[RECAP] timeout waiting for DMA

From: Jason Rappleye (rappleye@cse.Buffalo.EDU)
Date: Tue Mar 06 2001 - 14:51:34 EST

Next message: ernte23@gmx.de: "kernel bug"
Previous message: Pozsar Balazs: "tts/0: 1 input overrun(s)"
Messages sorted by: [ date ] [ thread ] [ subject ] [ author ]

Hi,

I'd like to thank those who responded to my message. Here's a recap of the
suggestions and results. My original email appears at the end. For those
of you that are getting errors that look like this:

kernel: hda: timeout waiting for DMA
kernel: ide_dmaproc: chipset supported ide_dma_timeout func only: 14
kernel: hda: irq timeout: status=0x58 { DriveReady SeekComplete DataRequest }
kernel: hda: DMA disabled

PLEAE read this and try the suggestions listed before posting here
again. I'm sure it'll save everyone some time and give the developers more
valuable feedback than "it doesn't work."

-Mark Hahn <hahn@coffee.psychology.mcmaster.ca> :

> Andre says that the problem is that (apparently all) ide busmaster
> engines share a common flaw: when they starve for PCI access,
> they glitch. resetting them is the only solution, and in his latest
> patches, he has code that does this (without losing the use-dma bit).

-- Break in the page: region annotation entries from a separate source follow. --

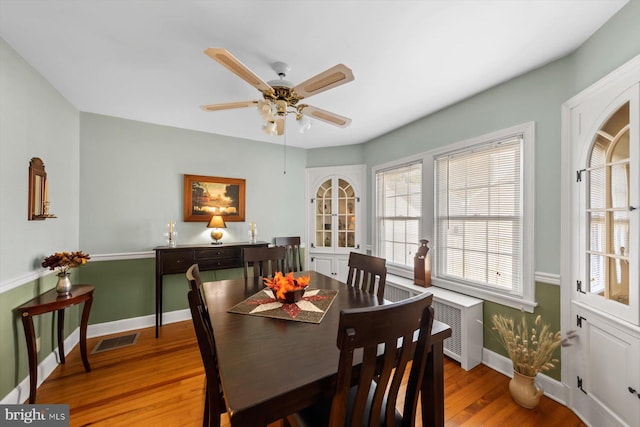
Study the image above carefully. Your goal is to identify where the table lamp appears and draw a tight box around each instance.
[207,215,227,245]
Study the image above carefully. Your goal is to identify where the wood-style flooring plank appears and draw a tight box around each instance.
[36,321,585,427]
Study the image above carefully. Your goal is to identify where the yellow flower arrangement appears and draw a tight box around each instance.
[42,251,91,276]
[262,271,310,299]
[492,314,561,377]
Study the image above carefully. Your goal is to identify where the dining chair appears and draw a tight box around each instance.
[275,236,304,272]
[287,292,433,427]
[347,252,387,298]
[186,264,227,427]
[242,246,287,280]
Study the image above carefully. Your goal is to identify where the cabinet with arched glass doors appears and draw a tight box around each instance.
[561,57,640,426]
[306,165,365,280]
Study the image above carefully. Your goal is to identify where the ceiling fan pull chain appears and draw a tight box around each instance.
[282,115,287,175]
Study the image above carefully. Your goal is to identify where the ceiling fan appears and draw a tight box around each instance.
[201,47,354,135]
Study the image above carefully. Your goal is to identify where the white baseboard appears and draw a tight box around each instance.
[0,309,191,405]
[482,348,569,406]
[0,328,80,405]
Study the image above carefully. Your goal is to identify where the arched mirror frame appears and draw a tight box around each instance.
[28,157,55,221]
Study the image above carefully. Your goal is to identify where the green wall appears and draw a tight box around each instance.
[482,282,561,381]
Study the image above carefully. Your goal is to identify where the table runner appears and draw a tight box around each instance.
[229,288,338,323]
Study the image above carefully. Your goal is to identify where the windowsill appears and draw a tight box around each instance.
[387,274,538,313]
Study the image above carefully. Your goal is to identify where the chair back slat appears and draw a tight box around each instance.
[242,246,286,280]
[186,264,226,427]
[347,252,387,298]
[275,236,304,272]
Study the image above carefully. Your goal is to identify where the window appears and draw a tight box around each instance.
[432,123,535,310]
[375,161,422,272]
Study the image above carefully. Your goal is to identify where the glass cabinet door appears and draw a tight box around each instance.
[315,177,358,250]
[316,179,333,248]
[572,85,640,325]
[338,179,356,248]
[587,102,637,305]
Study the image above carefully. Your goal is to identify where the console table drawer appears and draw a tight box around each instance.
[197,257,242,270]
[196,248,242,264]
[161,249,193,274]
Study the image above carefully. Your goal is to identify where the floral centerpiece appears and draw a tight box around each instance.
[42,251,91,276]
[262,271,310,302]
[492,314,562,408]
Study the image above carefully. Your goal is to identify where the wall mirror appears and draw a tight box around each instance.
[29,157,54,221]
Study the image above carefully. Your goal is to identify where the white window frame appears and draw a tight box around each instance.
[425,122,537,312]
[371,154,431,280]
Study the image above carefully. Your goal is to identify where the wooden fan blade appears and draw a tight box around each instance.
[300,105,351,128]
[293,64,354,98]
[276,116,285,135]
[200,101,258,111]
[204,47,273,92]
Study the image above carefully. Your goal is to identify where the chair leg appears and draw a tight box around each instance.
[202,384,211,427]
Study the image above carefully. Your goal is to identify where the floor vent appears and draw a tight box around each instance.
[91,332,140,354]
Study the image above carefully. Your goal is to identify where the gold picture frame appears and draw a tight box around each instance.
[184,174,246,222]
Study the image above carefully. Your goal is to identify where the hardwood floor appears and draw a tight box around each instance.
[36,321,585,427]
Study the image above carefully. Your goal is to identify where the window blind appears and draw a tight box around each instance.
[376,162,422,267]
[434,135,523,296]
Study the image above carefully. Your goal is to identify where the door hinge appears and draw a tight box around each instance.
[576,376,588,394]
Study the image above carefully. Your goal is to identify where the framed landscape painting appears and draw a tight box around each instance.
[184,175,245,222]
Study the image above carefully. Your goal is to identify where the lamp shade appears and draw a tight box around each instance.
[207,215,227,228]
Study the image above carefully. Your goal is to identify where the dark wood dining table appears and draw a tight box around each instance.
[204,271,451,426]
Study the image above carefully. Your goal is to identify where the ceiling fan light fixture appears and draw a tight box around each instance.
[258,99,277,122]
[201,47,354,136]
[296,114,311,133]
[262,121,277,136]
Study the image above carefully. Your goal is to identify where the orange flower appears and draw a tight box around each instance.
[262,271,311,299]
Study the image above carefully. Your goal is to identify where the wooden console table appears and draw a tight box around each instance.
[17,285,95,403]
[155,242,269,338]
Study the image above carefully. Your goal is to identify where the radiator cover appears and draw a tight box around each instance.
[384,275,483,371]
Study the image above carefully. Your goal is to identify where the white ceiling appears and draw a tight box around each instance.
[0,0,627,148]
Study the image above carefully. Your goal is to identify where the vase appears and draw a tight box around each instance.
[509,371,543,409]
[273,288,304,304]
[56,273,71,295]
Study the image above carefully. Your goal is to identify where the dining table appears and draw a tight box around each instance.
[203,271,451,426]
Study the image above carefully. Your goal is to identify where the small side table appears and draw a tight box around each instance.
[17,285,95,403]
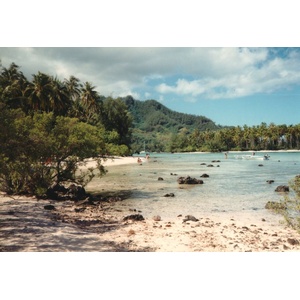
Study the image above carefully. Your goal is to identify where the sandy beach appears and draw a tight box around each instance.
[0,157,300,252]
[0,157,300,252]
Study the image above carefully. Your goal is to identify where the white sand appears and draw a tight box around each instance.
[0,195,300,252]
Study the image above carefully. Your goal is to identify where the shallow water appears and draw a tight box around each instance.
[87,152,300,218]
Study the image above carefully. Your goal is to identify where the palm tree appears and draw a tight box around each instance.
[25,72,53,112]
[0,63,28,108]
[49,77,71,115]
[64,76,82,102]
[80,82,102,123]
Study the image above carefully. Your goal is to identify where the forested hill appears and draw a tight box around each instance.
[123,96,220,133]
[122,96,220,152]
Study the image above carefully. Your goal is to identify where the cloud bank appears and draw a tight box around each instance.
[0,47,300,101]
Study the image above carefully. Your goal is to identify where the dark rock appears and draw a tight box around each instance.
[153,216,161,222]
[265,201,286,210]
[44,204,55,210]
[287,238,299,246]
[177,176,203,184]
[123,214,145,221]
[182,215,199,222]
[275,185,290,192]
[74,207,86,212]
[164,193,175,197]
[75,197,95,206]
[46,184,88,201]
[200,174,209,178]
[107,196,122,203]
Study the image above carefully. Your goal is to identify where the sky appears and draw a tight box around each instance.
[0,0,300,299]
[0,47,300,126]
[0,0,300,126]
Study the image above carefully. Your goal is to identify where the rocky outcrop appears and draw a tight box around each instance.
[164,193,175,197]
[152,216,161,222]
[266,180,274,184]
[275,185,290,192]
[200,174,209,178]
[265,201,286,210]
[182,215,199,223]
[123,214,145,221]
[177,176,203,184]
[46,184,89,201]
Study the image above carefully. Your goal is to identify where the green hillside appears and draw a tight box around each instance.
[122,96,220,152]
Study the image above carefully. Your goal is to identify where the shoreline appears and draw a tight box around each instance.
[0,194,300,252]
[0,154,300,252]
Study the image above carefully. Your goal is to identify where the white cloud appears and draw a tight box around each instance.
[0,48,300,99]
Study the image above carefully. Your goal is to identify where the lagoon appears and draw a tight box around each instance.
[87,151,300,219]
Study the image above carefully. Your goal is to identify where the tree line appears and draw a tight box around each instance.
[0,63,300,195]
[169,123,300,152]
[0,63,132,195]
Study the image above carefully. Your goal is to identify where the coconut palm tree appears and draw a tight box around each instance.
[25,72,53,112]
[0,63,28,108]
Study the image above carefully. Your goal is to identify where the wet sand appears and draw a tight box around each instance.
[0,157,300,252]
[0,191,300,252]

So I applied ide.2.4.1-p8-01172001 to 2.4.2, with a reject in the hpt
source, which _I_ didn't care about (we have Serverworks boards) and
enabled the "Attempt to HACK around chipsets that TIMEOUT" option (under
ATA works in progress). This didn't work for me. YMMV.

-Jasmeet Sidhu <jsidhu@arraycomm.com>
> Iv'e seen this on a system with 36" IDE ata/100 cables. I have the same
> exact system using 24" IDE ultra ata/100 cables and I get no such
> errors. These two systems are exactly the same and are using the same
> drivers, same hardware.
> The only difference is the type of cable used. Could this be due to bad
> cables as well? (I know tha CRC errors are caused by bad cables, but
> this is the only difference in the two boxes that I have).

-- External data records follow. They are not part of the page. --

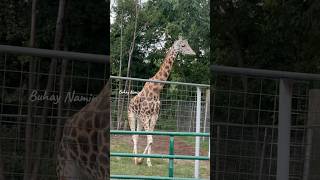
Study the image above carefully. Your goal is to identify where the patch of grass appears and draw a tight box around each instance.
[179,136,209,152]
[110,138,210,178]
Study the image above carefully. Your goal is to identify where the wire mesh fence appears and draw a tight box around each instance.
[0,46,109,180]
[211,66,320,180]
[110,77,210,178]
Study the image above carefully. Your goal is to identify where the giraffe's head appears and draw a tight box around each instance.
[173,36,196,55]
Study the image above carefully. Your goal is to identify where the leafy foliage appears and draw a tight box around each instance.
[111,0,210,83]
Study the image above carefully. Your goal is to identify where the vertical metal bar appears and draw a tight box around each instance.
[169,135,174,177]
[277,79,292,180]
[194,86,201,178]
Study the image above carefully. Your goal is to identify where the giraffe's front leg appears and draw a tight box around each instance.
[132,134,139,165]
[147,135,153,167]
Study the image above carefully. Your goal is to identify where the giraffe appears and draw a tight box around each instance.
[56,81,110,180]
[128,36,195,167]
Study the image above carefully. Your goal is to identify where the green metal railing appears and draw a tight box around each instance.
[110,130,210,180]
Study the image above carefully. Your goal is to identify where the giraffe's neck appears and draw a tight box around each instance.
[151,47,178,82]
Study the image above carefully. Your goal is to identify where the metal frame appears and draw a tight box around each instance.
[110,76,210,88]
[211,65,320,180]
[110,130,210,180]
[211,65,320,80]
[110,76,210,178]
[0,45,109,63]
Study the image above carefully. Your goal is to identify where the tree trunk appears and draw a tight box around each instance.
[54,48,68,155]
[23,0,37,180]
[117,0,138,130]
[31,0,66,180]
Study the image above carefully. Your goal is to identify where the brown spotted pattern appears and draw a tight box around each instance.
[56,82,110,180]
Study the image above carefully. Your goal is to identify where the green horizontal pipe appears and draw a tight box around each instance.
[110,175,205,180]
[110,153,209,160]
[110,130,210,137]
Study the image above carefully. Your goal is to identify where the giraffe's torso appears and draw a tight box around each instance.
[57,82,110,180]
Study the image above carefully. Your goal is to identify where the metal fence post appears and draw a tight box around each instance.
[194,86,201,178]
[277,79,292,180]
[169,136,174,177]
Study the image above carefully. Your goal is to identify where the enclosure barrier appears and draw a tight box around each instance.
[110,130,210,180]
[211,65,320,180]
[0,45,110,180]
[110,76,210,178]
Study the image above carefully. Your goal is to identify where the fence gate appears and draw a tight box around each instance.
[211,66,320,180]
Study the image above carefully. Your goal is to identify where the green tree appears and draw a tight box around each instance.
[111,0,210,83]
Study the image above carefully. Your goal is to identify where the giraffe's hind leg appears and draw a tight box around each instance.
[147,114,158,167]
[128,111,141,164]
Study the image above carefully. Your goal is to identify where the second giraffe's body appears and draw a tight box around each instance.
[128,37,195,167]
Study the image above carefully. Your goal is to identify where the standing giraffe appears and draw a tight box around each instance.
[56,81,110,180]
[128,37,195,167]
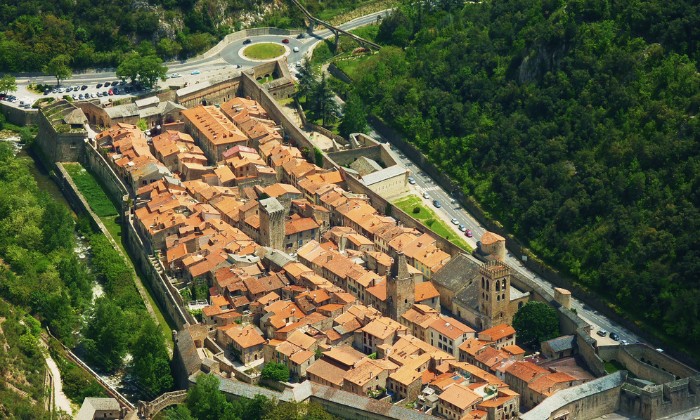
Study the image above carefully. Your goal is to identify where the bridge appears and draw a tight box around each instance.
[138,391,187,419]
[291,0,381,50]
[46,328,136,412]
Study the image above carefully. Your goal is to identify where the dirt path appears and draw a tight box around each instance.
[39,340,73,417]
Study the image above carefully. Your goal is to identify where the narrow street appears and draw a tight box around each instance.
[369,126,642,345]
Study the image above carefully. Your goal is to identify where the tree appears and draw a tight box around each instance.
[338,93,367,138]
[0,74,17,93]
[307,74,338,126]
[513,301,559,344]
[185,375,237,420]
[131,318,174,398]
[42,54,73,85]
[262,362,289,382]
[117,51,168,87]
[296,59,316,104]
[83,297,131,371]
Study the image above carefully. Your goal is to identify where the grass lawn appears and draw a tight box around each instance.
[243,42,284,60]
[63,163,173,348]
[392,195,472,252]
[335,55,374,80]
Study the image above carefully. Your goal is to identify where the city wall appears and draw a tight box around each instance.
[368,116,695,365]
[123,215,197,331]
[240,73,321,154]
[0,102,39,126]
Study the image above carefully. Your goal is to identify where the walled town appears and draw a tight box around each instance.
[32,62,698,419]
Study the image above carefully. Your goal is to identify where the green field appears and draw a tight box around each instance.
[392,195,472,252]
[243,42,284,60]
[63,163,173,348]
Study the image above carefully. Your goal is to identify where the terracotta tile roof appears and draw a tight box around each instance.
[226,324,265,349]
[481,231,506,245]
[181,105,248,145]
[528,372,576,396]
[306,359,347,387]
[501,344,525,356]
[284,217,319,235]
[479,324,515,341]
[438,384,481,410]
[414,281,440,302]
[506,361,549,383]
[323,346,365,367]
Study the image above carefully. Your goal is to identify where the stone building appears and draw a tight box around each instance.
[386,253,416,321]
[37,100,88,164]
[259,198,285,250]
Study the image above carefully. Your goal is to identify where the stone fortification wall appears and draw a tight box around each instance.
[124,215,197,330]
[177,77,241,108]
[328,144,384,166]
[336,166,465,255]
[240,73,321,154]
[0,102,39,125]
[82,143,129,203]
[520,372,627,420]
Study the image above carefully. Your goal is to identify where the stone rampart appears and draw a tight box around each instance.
[240,73,320,154]
[83,143,129,204]
[124,215,197,330]
[0,102,39,126]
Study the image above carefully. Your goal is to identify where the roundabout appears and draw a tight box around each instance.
[241,42,287,61]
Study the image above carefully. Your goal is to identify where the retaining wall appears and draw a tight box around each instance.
[124,215,197,331]
[0,102,39,126]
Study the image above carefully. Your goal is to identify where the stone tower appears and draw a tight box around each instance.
[260,198,286,250]
[478,261,513,328]
[386,252,416,321]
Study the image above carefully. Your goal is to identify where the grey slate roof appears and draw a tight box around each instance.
[431,253,481,293]
[520,371,627,420]
[75,397,120,420]
[542,335,576,353]
[360,165,408,185]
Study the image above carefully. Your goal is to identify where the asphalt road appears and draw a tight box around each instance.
[7,10,389,106]
[370,125,642,345]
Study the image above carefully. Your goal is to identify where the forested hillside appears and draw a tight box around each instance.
[355,0,700,354]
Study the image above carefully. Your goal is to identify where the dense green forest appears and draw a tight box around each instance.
[165,374,335,420]
[355,0,700,354]
[0,142,173,403]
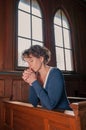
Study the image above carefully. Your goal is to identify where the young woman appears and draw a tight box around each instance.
[22,45,71,110]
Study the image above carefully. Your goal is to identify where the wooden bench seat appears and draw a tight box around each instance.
[2,101,86,130]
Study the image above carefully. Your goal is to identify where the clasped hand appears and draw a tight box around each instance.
[22,69,37,85]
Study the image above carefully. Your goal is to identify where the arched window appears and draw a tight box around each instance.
[17,0,43,67]
[54,9,74,72]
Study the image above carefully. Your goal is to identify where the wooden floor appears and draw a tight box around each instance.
[0,100,86,130]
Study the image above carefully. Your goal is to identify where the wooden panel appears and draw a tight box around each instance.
[2,101,86,130]
[13,110,44,130]
[0,80,4,97]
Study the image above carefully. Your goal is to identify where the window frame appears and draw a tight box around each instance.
[14,0,44,71]
[53,7,77,74]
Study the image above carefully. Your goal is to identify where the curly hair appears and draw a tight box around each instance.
[22,45,51,64]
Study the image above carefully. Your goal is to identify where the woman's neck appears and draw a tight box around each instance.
[38,65,50,85]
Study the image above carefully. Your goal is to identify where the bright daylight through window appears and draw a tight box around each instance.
[17,0,43,67]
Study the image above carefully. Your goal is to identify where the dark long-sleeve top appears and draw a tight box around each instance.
[29,67,70,110]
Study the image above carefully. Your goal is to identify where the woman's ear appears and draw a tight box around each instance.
[40,56,44,63]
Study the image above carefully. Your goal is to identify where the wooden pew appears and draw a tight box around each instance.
[2,101,86,130]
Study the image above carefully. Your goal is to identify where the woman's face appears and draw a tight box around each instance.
[24,54,44,72]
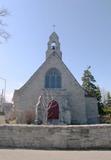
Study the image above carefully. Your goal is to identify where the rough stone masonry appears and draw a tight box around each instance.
[0,124,111,149]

> Keep the cables as short as possible, 18" is supposed to be the limit.

Our cables are ~ 12" long, and are sliced up every 5 lines or so to fit
"neatly" in our 1U cases. So I don't think this is contributing to the
problem, at least not in our case. Still, a good thing to check.

-Daniela Engert <dani@ngrt.de>

> Reduce the IDE channel speed to UltraDMA mode 1 or less.

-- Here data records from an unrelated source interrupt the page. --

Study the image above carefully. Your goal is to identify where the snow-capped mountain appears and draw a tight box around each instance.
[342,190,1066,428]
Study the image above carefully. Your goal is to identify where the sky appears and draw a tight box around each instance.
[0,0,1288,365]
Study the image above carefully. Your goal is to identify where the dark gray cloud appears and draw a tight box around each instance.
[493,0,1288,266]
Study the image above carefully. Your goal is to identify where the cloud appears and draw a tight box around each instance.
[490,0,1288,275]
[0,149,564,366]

Both with and without Andre's patch, udma mode 1 and 0 both exhibited the
same problem. However, switching to mulitword DMA 2 (hdparm -X34 /dev/hdX)
worked just fine WITH Andre's patch. Without the patch we still experienced
the problem. Hmm...I just got an email saying that the new BIOS for our
machines disables udma in lieu of PIO mode 4 because it "doesn't work" on
our boards (Serverworks LE III chipset). Great. So you might have better
luck with udma 1 and 0 than we are.

So, at the moment, _I_ personally suggest a) applying Andre's latest ide
patch, b) trying a lower udma setting or multiword 2 DMA, and c) checking
your cables. You're not really "losing" performance by dropping down to a
different udma mode or mword2, since it's certainly better than pio 4 :-)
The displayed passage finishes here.